The young cast. Photo courtesy of SIFF.

Tigers Are Not Afraid starts in fact and ends in myth. Much like Pan’s Labyrinth, the film follows a girl (named Estrella and played by Paola Lara) who uses fantasy to deal with a grisly reality. In Pan’s Labyrinth, the reality was Franco’s Fascist rule of Spain. Tigers Are Not Afraid deals with a more recent nightmare: the drug wars in Mexico (title cards at the beginning of the film point out that no one knows many children have been murdered or orphaned during these wars). Like del Toro’s great film, Issa López’s mixes fantasy with reality. And like del Toro, the fantasy world is not a place of light, but of darkness.

While Pan’s Labyrinth dealt with the world of adults as well as children, however, Tigers Are Not Afraid focuses exclusively on the children, all of whom have been orphaned by the drug wars which killed their fathers and sold their mothers. In addition to Estrella, there’s Shine (Juan Ramón López), the leader of a group of orphans: Pop (Rodrigo Cortes), Tucsi (Hanssel Casillas), and Morro, who is mute and carries around a stuffed tiger.

The movie begins with Estrella writing a story about a prince who became a tiger, but has forgotten that he is a prince. And tigers are not afraid. As she narrates her tale, we see Shine steal a pistol and cell phone from Caco (Ianis Guerrero), a member of the local Huasca cartel, while Caco is drunkenly pissing in an alleyway. He points the gun at Caco’s head, but can’t pull the trigger. We then return to Estrella, where bullets ring out and the students dive under their desks. The teacher gives Estrella three pieces of chalk while she is on the floor and says, “These are wishes.” When Estrella gets back to her house, her mom isn’t there. We assume she hasn’t been home for some time. Estrella uses one of her wishes to wish that her mother would come home soon. Her mother does, as a frightening apparition out of Crimson Peak. But, like that terrifying ghost, she has some wisdom to impart to Estrella, though it’s cryptic. With nowhere to go, she joins Shine’s gang, who are soon hunted by Caco, wanting his phone back. This leads to a rooftop chase. While the gang agrees to take Estrella with them, their condition is that she kill Caco. She agrees to try, but once inside his house, she uses her second wish to find a way not to kill him. It comes true when she discovers he is already dead.
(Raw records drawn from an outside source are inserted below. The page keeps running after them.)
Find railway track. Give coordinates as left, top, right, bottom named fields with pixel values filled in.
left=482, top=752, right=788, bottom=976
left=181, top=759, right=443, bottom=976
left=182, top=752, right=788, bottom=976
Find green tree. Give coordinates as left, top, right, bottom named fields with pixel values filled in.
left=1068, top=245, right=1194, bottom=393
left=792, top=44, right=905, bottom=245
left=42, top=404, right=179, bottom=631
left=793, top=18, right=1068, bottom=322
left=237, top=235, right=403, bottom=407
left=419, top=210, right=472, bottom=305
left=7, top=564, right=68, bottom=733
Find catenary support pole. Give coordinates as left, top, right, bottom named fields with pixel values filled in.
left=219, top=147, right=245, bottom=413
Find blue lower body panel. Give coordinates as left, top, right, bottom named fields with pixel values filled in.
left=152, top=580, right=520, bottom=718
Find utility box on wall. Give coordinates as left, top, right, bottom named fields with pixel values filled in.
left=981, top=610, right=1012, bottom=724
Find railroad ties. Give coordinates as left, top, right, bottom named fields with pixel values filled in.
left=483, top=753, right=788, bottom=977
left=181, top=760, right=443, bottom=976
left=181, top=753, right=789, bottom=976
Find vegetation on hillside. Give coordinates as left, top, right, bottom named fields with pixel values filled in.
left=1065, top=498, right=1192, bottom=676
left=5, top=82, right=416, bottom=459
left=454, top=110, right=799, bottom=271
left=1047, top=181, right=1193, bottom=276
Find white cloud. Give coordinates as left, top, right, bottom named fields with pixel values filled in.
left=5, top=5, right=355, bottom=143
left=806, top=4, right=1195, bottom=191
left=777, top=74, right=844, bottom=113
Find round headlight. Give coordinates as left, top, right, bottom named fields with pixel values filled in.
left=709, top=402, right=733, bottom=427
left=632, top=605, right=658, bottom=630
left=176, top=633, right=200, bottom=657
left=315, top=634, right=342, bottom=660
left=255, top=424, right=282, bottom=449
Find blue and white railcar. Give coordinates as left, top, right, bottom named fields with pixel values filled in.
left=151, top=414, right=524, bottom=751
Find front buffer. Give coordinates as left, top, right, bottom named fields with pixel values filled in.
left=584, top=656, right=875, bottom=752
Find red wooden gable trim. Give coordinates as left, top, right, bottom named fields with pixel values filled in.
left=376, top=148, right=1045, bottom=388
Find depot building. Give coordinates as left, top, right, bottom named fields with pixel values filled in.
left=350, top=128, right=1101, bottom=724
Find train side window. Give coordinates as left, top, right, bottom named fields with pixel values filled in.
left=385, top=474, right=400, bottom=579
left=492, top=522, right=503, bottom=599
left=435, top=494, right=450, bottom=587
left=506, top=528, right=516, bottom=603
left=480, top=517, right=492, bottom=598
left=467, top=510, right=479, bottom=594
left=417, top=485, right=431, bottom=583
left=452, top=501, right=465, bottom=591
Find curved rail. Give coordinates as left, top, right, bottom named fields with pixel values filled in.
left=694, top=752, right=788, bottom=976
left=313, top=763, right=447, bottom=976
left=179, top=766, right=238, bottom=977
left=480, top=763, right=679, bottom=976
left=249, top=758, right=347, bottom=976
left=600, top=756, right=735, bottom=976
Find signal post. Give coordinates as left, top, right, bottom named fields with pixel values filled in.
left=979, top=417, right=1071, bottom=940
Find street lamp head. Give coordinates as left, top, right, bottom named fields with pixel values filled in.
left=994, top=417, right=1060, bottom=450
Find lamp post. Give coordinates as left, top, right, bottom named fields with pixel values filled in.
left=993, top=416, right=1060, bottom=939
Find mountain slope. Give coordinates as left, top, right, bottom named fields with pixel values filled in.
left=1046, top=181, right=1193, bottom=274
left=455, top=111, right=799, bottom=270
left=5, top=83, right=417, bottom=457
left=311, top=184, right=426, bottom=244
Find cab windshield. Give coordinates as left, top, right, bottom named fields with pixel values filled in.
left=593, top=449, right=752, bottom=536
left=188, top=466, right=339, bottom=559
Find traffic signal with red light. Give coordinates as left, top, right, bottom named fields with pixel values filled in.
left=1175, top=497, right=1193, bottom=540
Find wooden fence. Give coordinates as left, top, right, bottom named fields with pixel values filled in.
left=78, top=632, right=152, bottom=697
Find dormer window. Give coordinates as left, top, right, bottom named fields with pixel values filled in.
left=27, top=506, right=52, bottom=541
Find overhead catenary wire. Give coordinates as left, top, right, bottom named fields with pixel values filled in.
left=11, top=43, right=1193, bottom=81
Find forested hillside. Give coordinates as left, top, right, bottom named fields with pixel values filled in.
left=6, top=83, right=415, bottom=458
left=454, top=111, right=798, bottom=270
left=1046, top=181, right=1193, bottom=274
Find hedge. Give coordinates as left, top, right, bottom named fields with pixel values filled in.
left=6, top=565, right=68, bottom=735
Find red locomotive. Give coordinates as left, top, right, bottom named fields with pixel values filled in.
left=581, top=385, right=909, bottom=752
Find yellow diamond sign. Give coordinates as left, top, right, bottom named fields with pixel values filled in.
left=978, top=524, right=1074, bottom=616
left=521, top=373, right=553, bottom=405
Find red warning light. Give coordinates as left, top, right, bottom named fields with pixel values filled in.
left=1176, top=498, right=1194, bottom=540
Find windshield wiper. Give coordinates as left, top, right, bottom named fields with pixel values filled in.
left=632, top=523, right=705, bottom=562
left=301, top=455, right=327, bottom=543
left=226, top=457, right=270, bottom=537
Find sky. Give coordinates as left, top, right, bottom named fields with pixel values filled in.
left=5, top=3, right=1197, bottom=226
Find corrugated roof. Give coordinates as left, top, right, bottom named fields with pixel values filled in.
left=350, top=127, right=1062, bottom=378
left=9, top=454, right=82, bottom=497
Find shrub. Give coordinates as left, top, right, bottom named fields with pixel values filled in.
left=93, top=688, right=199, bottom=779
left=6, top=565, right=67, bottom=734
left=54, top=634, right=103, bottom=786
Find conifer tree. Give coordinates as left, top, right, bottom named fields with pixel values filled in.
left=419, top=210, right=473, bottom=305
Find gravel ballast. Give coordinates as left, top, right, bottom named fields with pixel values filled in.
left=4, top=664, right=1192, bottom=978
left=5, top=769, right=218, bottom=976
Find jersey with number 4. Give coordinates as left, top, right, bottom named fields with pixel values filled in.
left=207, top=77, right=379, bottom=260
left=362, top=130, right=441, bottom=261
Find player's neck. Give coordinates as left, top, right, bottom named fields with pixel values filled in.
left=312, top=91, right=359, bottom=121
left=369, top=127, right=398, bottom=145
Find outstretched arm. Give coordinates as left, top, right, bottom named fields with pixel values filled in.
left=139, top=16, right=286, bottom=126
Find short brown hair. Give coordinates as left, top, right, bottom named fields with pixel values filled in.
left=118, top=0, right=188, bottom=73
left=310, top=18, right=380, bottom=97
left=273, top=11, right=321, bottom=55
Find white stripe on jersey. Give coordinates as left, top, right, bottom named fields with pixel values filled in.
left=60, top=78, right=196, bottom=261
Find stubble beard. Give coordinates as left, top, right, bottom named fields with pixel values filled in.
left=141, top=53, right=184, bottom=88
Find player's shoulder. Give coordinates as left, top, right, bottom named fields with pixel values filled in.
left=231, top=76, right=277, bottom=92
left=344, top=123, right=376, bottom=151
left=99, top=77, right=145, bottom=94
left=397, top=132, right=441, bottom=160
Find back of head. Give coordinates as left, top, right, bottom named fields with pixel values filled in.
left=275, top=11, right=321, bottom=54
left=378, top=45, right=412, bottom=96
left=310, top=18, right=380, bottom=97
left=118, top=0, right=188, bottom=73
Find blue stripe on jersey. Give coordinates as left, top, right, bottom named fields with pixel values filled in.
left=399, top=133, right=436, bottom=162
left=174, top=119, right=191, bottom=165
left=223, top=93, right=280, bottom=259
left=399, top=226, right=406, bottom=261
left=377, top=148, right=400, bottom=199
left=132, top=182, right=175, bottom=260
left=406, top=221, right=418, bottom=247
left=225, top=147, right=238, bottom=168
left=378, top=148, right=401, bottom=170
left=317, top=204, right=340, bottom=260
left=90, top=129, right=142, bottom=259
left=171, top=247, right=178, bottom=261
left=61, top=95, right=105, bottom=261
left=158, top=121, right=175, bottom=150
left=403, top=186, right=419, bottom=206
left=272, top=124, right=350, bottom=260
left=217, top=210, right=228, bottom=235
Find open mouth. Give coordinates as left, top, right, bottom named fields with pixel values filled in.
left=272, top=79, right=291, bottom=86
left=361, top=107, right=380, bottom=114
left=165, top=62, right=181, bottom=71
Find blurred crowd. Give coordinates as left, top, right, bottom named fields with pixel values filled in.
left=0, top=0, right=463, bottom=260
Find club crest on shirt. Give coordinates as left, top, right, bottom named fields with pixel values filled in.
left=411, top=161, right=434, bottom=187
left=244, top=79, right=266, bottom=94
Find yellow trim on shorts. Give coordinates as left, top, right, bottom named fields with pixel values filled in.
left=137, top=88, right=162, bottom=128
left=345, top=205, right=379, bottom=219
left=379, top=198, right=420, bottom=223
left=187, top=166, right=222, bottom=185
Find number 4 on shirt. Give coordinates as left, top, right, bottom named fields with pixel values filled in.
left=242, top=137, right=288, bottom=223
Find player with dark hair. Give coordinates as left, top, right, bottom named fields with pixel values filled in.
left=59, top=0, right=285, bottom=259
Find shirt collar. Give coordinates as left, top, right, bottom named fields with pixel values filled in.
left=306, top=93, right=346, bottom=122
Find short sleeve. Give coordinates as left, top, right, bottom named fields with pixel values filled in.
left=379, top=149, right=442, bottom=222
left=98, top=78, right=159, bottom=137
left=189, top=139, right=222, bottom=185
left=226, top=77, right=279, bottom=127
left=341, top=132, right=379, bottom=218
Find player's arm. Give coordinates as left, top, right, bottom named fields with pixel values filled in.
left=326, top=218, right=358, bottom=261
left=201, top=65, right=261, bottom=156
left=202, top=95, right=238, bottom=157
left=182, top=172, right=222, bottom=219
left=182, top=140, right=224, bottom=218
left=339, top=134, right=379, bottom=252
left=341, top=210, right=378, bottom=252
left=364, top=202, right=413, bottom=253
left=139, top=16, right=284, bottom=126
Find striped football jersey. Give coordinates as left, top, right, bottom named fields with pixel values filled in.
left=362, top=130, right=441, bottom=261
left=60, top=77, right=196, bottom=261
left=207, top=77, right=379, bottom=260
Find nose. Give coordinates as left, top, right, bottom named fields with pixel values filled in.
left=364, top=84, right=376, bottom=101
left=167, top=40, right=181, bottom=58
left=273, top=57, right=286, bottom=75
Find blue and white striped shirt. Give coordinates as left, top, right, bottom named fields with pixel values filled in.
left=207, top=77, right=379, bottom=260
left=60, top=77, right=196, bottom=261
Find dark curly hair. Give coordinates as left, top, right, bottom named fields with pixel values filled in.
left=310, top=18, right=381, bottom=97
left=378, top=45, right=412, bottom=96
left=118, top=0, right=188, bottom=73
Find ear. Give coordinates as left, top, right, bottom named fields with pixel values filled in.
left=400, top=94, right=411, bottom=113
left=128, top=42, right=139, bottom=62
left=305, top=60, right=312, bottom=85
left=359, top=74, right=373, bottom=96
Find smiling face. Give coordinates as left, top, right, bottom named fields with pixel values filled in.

Who killed Caco? And what is on that phone? To reveal the answers would be to spoil the movie. Just like Estrella’s wishes, the resolutions in this film are unpredictable, but they are resolutions, and a large part of why this film is great is how tidily it resolves everything without resorting to clichés. Another part is the locations. Much of the action happens at night, in abandoned buildings, which cinematographer Juan Jose Saravia gives the right look for a film filled with ghosts and violence. And finally, there are the actors, particularly leads Juan Ramón López and Paola Lara, who are completely believable in their roles. For that, one must thank the director/writer/executive director Issa López. Ms. López is also smart in not trying to thrust a love story on us. Estrella and Shine grow to care about one another more as the movie progresses, but they are never lovers, and the friendship blossoms out of shared circumstances. Estrella’s mom was kidnapped by the same gang that burned down Shine’s house and gave him his facial scar. He wants revenge, but unlike tigers, he is afraid, and so is the audience for these kids.

When Guillermo del Toro saw this film in 2017, he put it on his top ten list for the year (at number 8) and offered to produce López’s next film. So far, however, this movie has no international release date, something that its distributor, Videocine, should rectify. Tigers Are Not Afraid is a minor miracle, and heralds a major new talent in the world of cinema.